設備と雇用の不足は続き本年度の設備投資増加率は高まる計画】
 08年度下期回復の予想は、企業の設備と雇用についての判断にも反映されている。
 大企業と中堅企業の「生産・営業用設備投資判断」DIは、3月調査の「不足」超2%ポイントから6月調査では「過不足」なしとなったが、先行きは再び「不足」超1%ポイントとなっている。中小企業も3月調査の「過剰」超2%ポイントから6月調査では同4%ポイントに拡大しているが、先行きは再び同1%ポイントに縮小する見通しとなっている。
 このような設備判断を反映し、金融機関を含む全規模全産業の08年度設備投資計画(ソフトウェアを含み土地投資を除く)は、3月調査時点の計画から3.8%ポイント上方修正され、07年度の前年比+2.7%の増加から同+3.6%の増加と、伸び率を高める計画となっている。

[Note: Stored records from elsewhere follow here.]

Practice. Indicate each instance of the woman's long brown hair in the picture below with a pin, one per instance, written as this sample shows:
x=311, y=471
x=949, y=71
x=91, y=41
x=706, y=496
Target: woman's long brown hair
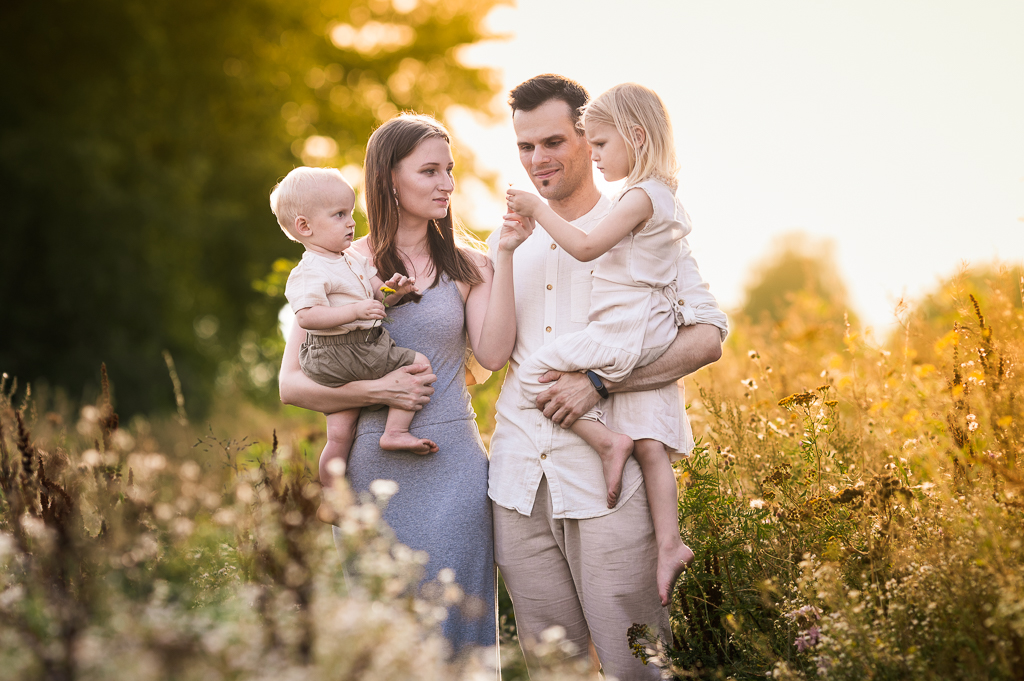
x=445, y=238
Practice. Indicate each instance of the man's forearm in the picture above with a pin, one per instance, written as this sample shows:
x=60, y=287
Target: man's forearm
x=694, y=347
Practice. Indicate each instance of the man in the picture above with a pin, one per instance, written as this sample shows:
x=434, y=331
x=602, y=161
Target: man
x=567, y=559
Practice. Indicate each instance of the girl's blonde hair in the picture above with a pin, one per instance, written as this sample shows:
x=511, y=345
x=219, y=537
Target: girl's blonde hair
x=629, y=107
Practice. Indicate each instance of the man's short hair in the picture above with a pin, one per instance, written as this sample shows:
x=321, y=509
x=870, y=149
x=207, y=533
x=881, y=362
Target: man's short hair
x=540, y=89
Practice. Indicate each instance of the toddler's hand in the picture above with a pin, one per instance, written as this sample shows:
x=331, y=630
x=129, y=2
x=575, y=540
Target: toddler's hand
x=400, y=284
x=523, y=203
x=370, y=309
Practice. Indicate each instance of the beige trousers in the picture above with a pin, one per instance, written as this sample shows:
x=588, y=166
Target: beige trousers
x=593, y=577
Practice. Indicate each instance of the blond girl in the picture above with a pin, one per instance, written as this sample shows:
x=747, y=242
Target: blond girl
x=634, y=307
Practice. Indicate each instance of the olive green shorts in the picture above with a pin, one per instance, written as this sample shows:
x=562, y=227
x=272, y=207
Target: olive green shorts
x=334, y=360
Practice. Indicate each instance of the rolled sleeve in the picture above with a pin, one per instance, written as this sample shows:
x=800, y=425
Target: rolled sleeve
x=697, y=303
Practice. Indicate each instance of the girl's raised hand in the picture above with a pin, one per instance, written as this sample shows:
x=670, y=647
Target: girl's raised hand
x=523, y=203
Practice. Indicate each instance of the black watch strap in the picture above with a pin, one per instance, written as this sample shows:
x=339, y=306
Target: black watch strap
x=598, y=384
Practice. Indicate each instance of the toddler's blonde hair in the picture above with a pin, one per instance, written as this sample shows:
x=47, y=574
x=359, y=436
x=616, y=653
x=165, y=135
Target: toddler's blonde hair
x=629, y=107
x=301, y=189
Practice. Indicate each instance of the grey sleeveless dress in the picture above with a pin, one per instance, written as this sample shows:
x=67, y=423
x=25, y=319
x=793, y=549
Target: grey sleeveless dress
x=441, y=506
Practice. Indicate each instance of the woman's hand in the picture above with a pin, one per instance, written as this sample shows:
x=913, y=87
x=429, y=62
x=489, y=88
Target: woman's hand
x=408, y=388
x=515, y=229
x=400, y=284
x=523, y=203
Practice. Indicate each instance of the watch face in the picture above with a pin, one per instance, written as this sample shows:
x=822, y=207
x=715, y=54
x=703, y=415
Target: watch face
x=598, y=384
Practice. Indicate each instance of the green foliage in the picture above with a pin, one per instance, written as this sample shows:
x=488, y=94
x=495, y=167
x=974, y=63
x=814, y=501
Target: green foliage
x=138, y=143
x=119, y=561
x=797, y=273
x=865, y=520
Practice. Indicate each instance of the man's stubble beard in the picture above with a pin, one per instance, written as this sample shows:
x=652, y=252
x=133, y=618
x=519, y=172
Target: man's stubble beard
x=569, y=184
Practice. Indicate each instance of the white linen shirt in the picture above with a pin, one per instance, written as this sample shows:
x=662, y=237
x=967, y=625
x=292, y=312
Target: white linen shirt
x=552, y=292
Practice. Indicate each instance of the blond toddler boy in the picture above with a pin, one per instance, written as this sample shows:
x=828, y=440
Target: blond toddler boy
x=337, y=299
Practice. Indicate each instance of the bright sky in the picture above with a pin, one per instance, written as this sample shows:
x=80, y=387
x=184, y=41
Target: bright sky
x=894, y=128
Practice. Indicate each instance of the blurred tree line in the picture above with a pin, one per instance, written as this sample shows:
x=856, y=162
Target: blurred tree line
x=138, y=143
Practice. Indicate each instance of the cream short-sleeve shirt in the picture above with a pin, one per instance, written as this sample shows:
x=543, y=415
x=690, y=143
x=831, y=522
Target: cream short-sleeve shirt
x=320, y=280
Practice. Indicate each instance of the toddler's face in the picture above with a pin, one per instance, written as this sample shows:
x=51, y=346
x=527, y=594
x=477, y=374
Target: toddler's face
x=607, y=150
x=331, y=219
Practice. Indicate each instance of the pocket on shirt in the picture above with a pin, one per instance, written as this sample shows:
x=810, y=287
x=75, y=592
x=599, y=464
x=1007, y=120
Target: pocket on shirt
x=581, y=284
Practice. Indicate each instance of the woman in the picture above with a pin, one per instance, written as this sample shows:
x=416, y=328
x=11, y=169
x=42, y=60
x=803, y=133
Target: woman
x=441, y=505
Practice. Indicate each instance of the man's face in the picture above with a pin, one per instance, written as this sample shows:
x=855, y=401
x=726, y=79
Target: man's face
x=556, y=158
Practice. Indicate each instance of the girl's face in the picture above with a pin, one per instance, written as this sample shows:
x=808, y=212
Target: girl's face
x=608, y=151
x=424, y=180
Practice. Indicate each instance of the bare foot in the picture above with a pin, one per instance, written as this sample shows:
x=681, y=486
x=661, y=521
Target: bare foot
x=613, y=456
x=671, y=564
x=402, y=440
x=326, y=514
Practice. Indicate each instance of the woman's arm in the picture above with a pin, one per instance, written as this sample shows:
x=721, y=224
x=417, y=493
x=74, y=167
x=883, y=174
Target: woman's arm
x=491, y=304
x=407, y=388
x=632, y=211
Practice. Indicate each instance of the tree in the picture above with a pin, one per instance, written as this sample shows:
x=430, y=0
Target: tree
x=138, y=143
x=797, y=270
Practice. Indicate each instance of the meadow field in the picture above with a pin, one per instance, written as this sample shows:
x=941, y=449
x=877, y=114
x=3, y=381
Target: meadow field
x=856, y=506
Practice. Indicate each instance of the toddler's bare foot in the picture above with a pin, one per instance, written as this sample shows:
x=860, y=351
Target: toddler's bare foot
x=671, y=564
x=613, y=456
x=402, y=440
x=326, y=514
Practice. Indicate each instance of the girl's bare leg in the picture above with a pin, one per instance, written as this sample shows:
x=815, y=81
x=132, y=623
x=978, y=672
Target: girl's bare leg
x=663, y=497
x=613, y=449
x=334, y=458
x=396, y=436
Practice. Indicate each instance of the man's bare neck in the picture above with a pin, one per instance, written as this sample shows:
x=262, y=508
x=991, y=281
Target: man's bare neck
x=578, y=204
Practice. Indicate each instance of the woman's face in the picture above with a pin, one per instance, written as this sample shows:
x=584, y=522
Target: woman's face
x=424, y=180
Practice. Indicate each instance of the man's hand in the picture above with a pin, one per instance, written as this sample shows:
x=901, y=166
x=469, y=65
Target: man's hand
x=515, y=229
x=570, y=396
x=523, y=203
x=369, y=309
x=408, y=388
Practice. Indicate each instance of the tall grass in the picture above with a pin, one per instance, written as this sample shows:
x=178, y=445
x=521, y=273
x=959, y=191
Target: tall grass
x=855, y=507
x=124, y=559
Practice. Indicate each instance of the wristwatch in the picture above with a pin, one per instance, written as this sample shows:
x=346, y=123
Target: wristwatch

 「雇用判断」DIも、全規模全産業で、3月調査の「不足」超9%ポイントから6月調査の「不足」超5%ポイントに不足幅は縮小したものの、先行きは「不足」超7%ポイントと、再び不足基調は強まると見ている。これを反映して、08年度の「新卒採用計画」(金融機関を含む全規模全産業)も前年比+3.6%の増加計画となっている。

【企業の楽観的判断に潜む三つのリスク要因】
 以上のように、6月調査「日銀短観」に現れた企業の判断は、足許を含め、本年度上期の業況は悪化しているものの、需給は大きく崩れず、下期には輸出回復と販売価格引き上げで再び業況は回復すると見ている。本年度の設備投資の増加率は前年度よりもやや高まり、雇用増加も続く計画となっている。
 しかし、このような企業の楽観的な見通しには、いくつかの下振れリスクがある。
 第一は、米国の景気底入れがまだ見えていない現状から考えて、下期の輸出が企業の見通し通り回復しないリスクである。
 第二は、販売価格の引き上げは消費者物価の上昇に反映され、家計の実質所得の減少要因となる。雇用の回復がこれを補って実質所得を増加させればよいが、そうでないと国内需要が企業の見通しよりは下振れするリスクがある。
 第三は、円相場の動向である。6月調査「日銀短観」では、企業は対ドル円相場の前提を3月調査の109.21円から102.74円に修正している。これには下振れ、上振れ両方向のリスクがある。
 今後の景気予測は、これらのリスク要因がどちらに振れるかを慎重に見極めながら判断していく必要があろう。必ずしも、6月調査「日銀短観」の企業見通し通りに推移するとは、限らない。